The Washington Examiner, a reliably conservative organ that has long supported Trump, captured this trend in an editorial. Hutchinson’s words, wrote the Examiner’s editorial board, “ought to ring the death knell for former President Donald Trump’s political career. Trump is unfit to be anywhere near power ever again.”

The Congressional committee is spending a lot of time building a case that Trump is criminally liable for his actions on Jan. 6. The vice chair, Republican Liz Cheney, predicted on ABC that the panel could make “more than one criminal referral” to the Justice Department, and committee members are openly urging Attorney General Merrick Garland to indict the former president.

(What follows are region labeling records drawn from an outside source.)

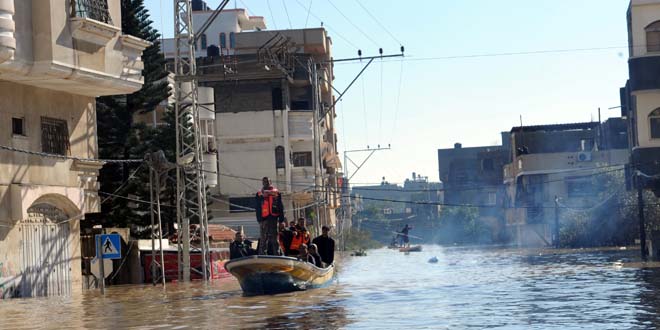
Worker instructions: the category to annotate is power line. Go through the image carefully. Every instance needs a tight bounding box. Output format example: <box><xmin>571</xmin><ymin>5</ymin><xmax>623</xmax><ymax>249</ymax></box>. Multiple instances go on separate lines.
<box><xmin>290</xmin><ymin>0</ymin><xmax>360</xmax><ymax>49</ymax></box>
<box><xmin>390</xmin><ymin>57</ymin><xmax>403</xmax><ymax>143</ymax></box>
<box><xmin>305</xmin><ymin>0</ymin><xmax>314</xmax><ymax>28</ymax></box>
<box><xmin>328</xmin><ymin>0</ymin><xmax>379</xmax><ymax>47</ymax></box>
<box><xmin>264</xmin><ymin>0</ymin><xmax>278</xmax><ymax>30</ymax></box>
<box><xmin>355</xmin><ymin>0</ymin><xmax>403</xmax><ymax>46</ymax></box>
<box><xmin>282</xmin><ymin>0</ymin><xmax>293</xmax><ymax>29</ymax></box>
<box><xmin>0</xmin><ymin>145</ymin><xmax>144</xmax><ymax>164</ymax></box>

But focusing on Trump’s legal vulnerability puts the emphasis in the wrong place. Convincing a jury that the former president clearly conspired to subvert the orderly transition of power would be a difficult task. Two failed attempts to impeach Trump demonstrate that legal guilt and political culpability are very different standards.

The court of public opinion, not a court of law, is the better forum to judge Trump. Character flaws are a lot easier to prove than criminal acts. And a recent CNN poll found that fully half of all Republicans and GOP-leaning independents want their party to nominate someone other than Trump in 2024.

There are two separate but related reasons for their disenchantment, and the first is a rising concern that Trump would lose.

Voters tend to make decisions based more on personality than on policy. The most important question they ask of a candidate is this: Can their judgment be trusted? After all, presidents often wind up confronting issues that were seldom if ever discussed during their winning campaign. Not a word was said in 2016 about a disease called COVID-19, yet it consumed the last year of Trump’s term. Biden’s platform never anticipated the invasion of Ukraine or the surge of inflation.

Shrewd politicians understand the critical significance of the trust issue, and the damage done when a politician like Trump loses that trust. Rep. Don Bacon, a Nebraska Republican, said on “Meet the Press” that he would not back Trump in 2024, and his party must “learn the lesson (of) ‘Why did we lose in 2020?’ It was the comportment and the temperament.”

But within Republican ranks, a deeper fear than Trump losing is gaining momentum. It’s Trump winning.

A good example is Mick Mulvaney, the former Republican Congressman who served as Trump’s chief of staff. He used to defend the president, he said on CBS, but the hearings “certainly changed my mind,” and he is now convinced the president encouraged the violence on Jan. 6. “Count me among one of the Republicans who hopes he’s not the nominee at this point,” said Mulvaney.

Then there’s Asa Hutchinson (no relation to Cassidy), the outgoing governor of Arkansas. After listening to the Jan. 6 hearings, he said on CBS that Trump’s actions posed “a threat to our democracy. That was a threat to our institutions of government. And that’s not the behavior we want to see in a responsible president.”

“Republicans,” he added on Fox News, “need to do a lot of soul-searching as to what is the right thing here, and what is the right thing for our democracy in the future, and not simply adhere to the basic instincts of some of our base.”

As that soul-searching continues, the red stain on the White House wall cannot be wiped away. It’s indelible.